The study concludes the market has enough revenue, assuming spending doesn't collapse as streaming grows. A competitive market with two strong providers appears financially feasible. Supporting more than two becomes challenging without market segmentation—perhaps one company dominates traditional TV measurement while another specializes in streaming and advanced audiences.
Jon Watts, Managing Director at CIMM, said the research provides essential foundation for industry decisions. "While barriers to entry for currency-grade measurement remain high, recent developments—such as the availability of large-scale television datasets and third-party calibration panels—have meaningfully lowered costs and shortened payback periods," Watts explained.
Bhatia noted the opportunities created by modern data sources. "The broad spectrum of industry leaders we spoke with are excited to leverage these insights to develop higher quality content and more efficient advertising campaigns. Having choice does tend to drive costs down in the long run," he stated.

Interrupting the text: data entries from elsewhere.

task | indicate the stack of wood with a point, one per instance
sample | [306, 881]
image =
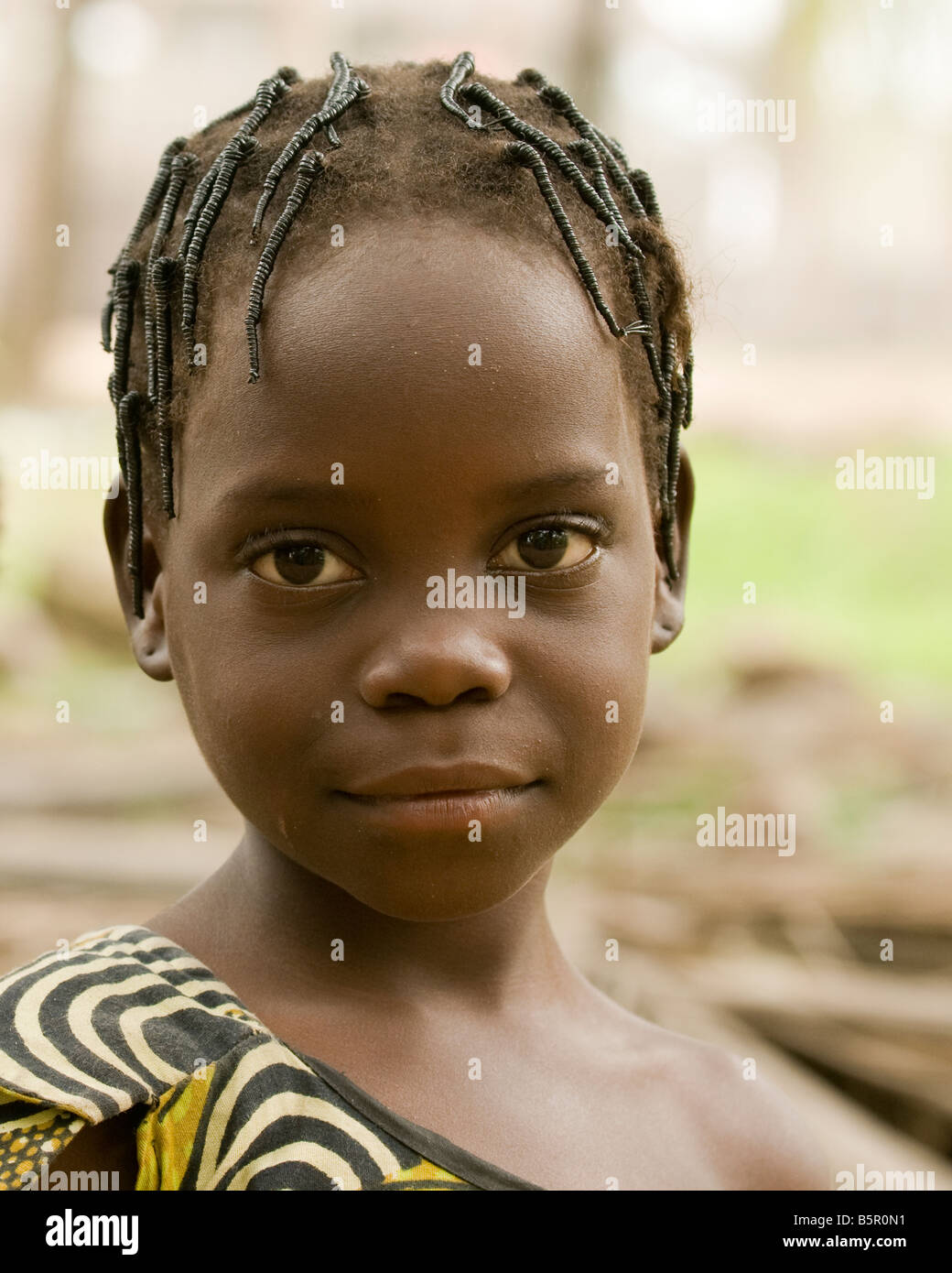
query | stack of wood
[838, 979]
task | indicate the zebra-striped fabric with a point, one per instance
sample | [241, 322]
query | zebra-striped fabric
[124, 1017]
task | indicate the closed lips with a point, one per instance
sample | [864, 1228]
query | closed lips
[459, 780]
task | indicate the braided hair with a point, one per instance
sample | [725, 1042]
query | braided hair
[416, 139]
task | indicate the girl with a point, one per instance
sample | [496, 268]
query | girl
[404, 516]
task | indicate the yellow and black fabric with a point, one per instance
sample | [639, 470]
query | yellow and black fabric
[124, 1017]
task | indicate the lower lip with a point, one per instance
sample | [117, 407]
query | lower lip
[442, 811]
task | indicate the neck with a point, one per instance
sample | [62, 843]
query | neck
[261, 903]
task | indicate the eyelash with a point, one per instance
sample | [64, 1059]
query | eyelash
[599, 529]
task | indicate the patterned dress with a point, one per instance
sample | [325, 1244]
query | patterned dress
[124, 1017]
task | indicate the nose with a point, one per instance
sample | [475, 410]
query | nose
[440, 659]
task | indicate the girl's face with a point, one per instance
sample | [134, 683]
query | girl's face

The next few years will determine whether the U.S. maintains competitive measurement or reverts to a single dominant provider. Industry participants face a choice: adjust business practices to support competition, or continue with familiar arrangements that entrench the current market leader.
Timeline
- January 24, 2025: Nielsen announces end of traditional panel-only TV ratings
- September 2, 2025: Nielsen begins using combined approach mixing panel data with viewing information from 45 million households
- October 22, 2025: Aquila partners with Samba TV to create advertiser-owned measurement platform
- December 22, 2025: Nielsen and Roku expand partnership to improve streaming measurement
- January 15, 2026: European measurement study examines similar competition challenges across multiple countries
- January 22, 2026: CIMM releases economics study on U.S. TV measurement market
Summary
Who: The Coalition for Innovative Media Measurement commissioned research by measurement industry experts Manish Bhatia and Josh Chasin examining whether companies like Nielsen, Comscore, and VideoAmp can all survive financially in the same market.
What: An economic analysis examining whether the U.S. TV measurement industry has enough revenue to support multiple competing companies, finding that basic services need $135-140 million annually while comprehensive services require approximately $250 million, with total market worth $1.5-2 billion.
When: Released January 22, 2026, based on research conducted in mid-2025 including interviews with TV network executives, advertising agency leaders, and measurement company executives.
Where: United States national television and streaming advertising market, which represents the world's largest TV advertising market and accounts for roughly two-thirds of global spending on TV audience measurement.
Why: To provide clear, factual analysis of whether multiple measurement companies can survive financially, helping industry executives make informed decisions about measurement investments and whether competitive alternatives to the dominant provider are economically sustainable long-term.